Gladfield “Chill Haze” NEIPA
Batch Size
30L Kettle Full; ~20L (in fermenter)
Ingredients
Malts
- 3.90kg Gladfield Pilsner Malt (57.4%)
- 0.75kg Gladfield Munich Malt (11%)
- 0.75kg Gladfield Gladiator Malt (11%)
- 0.50kg Gladfield Wheat Malt (7.4%)
- 0.50kg Harraway’s Flaked Wheat (7.4%)
- 0.40kg Harraway’s Rolled Oats (5.9%)
Hops
- 60mins – 5g Pacific Jade 12.7% (6.5 IBU)
- Whirlpool – 30g Nectaron 13% (7.4 IBU)
- Whirlpool – 30g Mosaic 12.8% (7.3 IBU)
- Whirlpool – 30g Citra 13% (7.4 IBU)
Dry Hopping
- DH1 (Day 1) – 50g Nectaron, 25g Mosaic, 25g Citra
- DH#2 (Day 3) – 50g Nectaron, 25g Mosaic, 25g Citra
- DH#3 (~1.020) – 50g Nectaron, 25g Mosaic, 25g Citra
DH rate = ~12g/L
Yeast
Lallemand Verdant IPA (1x 11g packet)
Mash Additions:
6.00g Calcium Chloride
2.00g Calcium Sulfate
2.00g Magnesium Sulfate
3-4mL 80% Lactic Acid (for pH Adjustment - requires pH Meter)
Brewing Process
- Heat Strike Water to achieve Mash Temp of 69°C (~6°C above strike).
- Add minerals to Strike or Foundation water.
- Begin mashing in. Measure the mash pH (once all the grain is added) to achieve 5.2-5.5 (adjust with 1 mL additions of 88% lactic acid, if required).
- Mash at 69°C for 60 mins. Confirm no residual starches remain.
- Batch sparge with 78°C water until kettle volume is achieved (or stop runoff when the last runnings drop below 1.010 and pH rises above 5.75).
- Boil for 90 minutes adding hops (remember: add no kettle finings) at indicated times.
- At End Of Boil, whirlpool while chilling (immersion style) or for 10 mins, stand 15 mins or until chilled to pitching temperature.
- Transfer to fermenter at 18-20°C, oxygenating wort (inline or via aeration in fermenter).
- Rehydrate and pitch yeast as per manufacturer's recommendations. Ferment at 1°C for the first 3-4 days.

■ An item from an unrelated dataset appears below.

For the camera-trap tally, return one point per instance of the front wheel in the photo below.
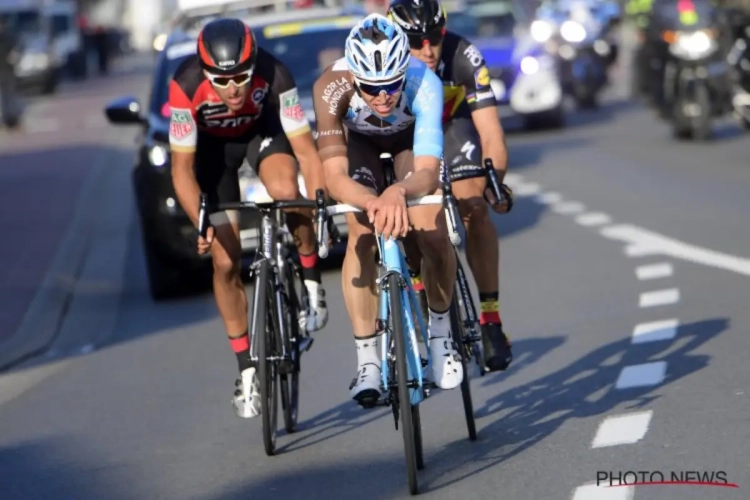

- Begin dry hopping on day 3. Aim to add the final dry hop addition at 4-6 SG points (1-1.5Po) from the predicted Final Gravity. Once added, cap the fermentation (spunding valves are great for this), raise the fermentation set point to 22°C for at least 48hrs to diacetyl rest.
- Crash the beer to ~0-1°C until yeast load has reduced. Do not filter or fine this style.
Note: To confirm the haze is not solely due to yeast, take a sample and stand it in a glass in the fridge for 30 mins to check for sediment. If one forms there is still yeast in solution = leave it to condition longer.
- Once you’re happy with the haze level, rack the beer into a keg. Force carbonate and/or bottle condition to 2.50-2.60 volumes CO2.